Yo no oía bien, pero no era la única en aburrirme. Menos mal que ya... Pues no.
Quedaba por hablar el Presidente. Y le odié, sí, sí. Le odié, con todas mis
vísceras que gruñían de hambre, durante aquella hora con sesenta minutos
exactos que duró su discurso. Y al finalizar le ovacioné con algún bravo, por
acabar.
-Venga
vámonos
-Queda el
concierto -me dijo José
-¿Se puede
fumar?
Lamenté no
saborear la actuación del Tenor y la
Soprano como hubiera debido, pero tan sólo bostecé sin
remilgos una vez -abrir la boca es muy contagioso-. Casi todos se habían ido a
fumar, hasta los que no fumaban.
Siguiendo
las indicaciones recorrimos laberintos de pasillos que nos llevaron a un
vetusto patio interior, no muy grande, empedrado y circundado por columnas de
piedra que sostenían un pequeño tejado. Había muchísima gente vestida con sus
mejores galas. Entre ellos circulaban camareros que tan pronto llevaban una
bandeja llena como vacía. Alguien de nuestro grupo gritó:
-¡El
presidente de la Diputación !
Y todos
volaron a saludarle. Alcé los hombros mirando a Juan y nos fuimos a buscar una
sombra hasta ver pasar una bandeja llena.
-¿Por qué
no has querido saludar al Bono?-me preguntó cuando por fin encontramos un
espacio sin sol.
-Sí que
quería, pero había que guardar una cola como si fueras a entregar la carta a
los Reyes Magos...
-¿Un
vino?-preguntó un camarero agachando la bandeja a mi altura.
-No gracias,
no me gusta.
-Un día es
un día -dijo mi marido cogiendo dos copas.
Una vez
que fui visible para ése camarero, me vieron todos; entre risas y con la boca
llena le preguntaba a Juan que si tenía cara de hambre.
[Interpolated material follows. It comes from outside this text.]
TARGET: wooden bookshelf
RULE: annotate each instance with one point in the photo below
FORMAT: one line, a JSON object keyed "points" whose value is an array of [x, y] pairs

Mi silla de ruedas les
atraía como un imán.
Comí tanto
que me atreví con un segundo vino.
La gente
empezaba a desaparecer cuando volvimos a ver a nuestro grupo. Deseaban ir a
comer pues eran las cuatro. Me pregunté qué diablos habíamos hecho hasta
entonces.
Nos fuimos
sin ver el famoso cuadro del Greco.
Comeríamos
cerca de la Catedral
por lo que algunos miembros de la comitiva decidimos no usar la furgoneta para
llegar hasta allí. Parados en el escaparate de una tienda de antigüedades,
esperábamos a los caminantes rezagados (lo lento hubiera sido subir la calle
empujando la silla).
Juan entró
a curiosear y yo sujeté las ruedas con las manos además de echar los frenos. La
calle era muy empinada. Cuando el grupo nos alcanzó intenté girarme para hablar
con ellos, pero mi silla se me escapó de las manos. Poco, porque Juan salía en
ese momento de la tienda. Y ocurrió lo más increíble y apoteósicamente
histórico que le pueda pasar a un ser humano:
Alfonso X
el sabio convertido en el Cid Campeador -en el reino de la imaginación no hay
distancias- se interpuso en mi camino cuando mi marido agarró la silla
desviándola de la cuesta abajo. Don Rodrigo Díaz de Vivar me salvó ¡Se podía
pedir más romanticismo! Porque tuvo que ser él y no el enorme maniquí de
hojalata que estaba en el umbral de la tienda de antigüedades.
Del choque
contra la armadura, el ingente estruendo que siguió cuando se derrumbaba y la
vergüenza que pasé, no recuerdo nada porque sólo le rocé un pie.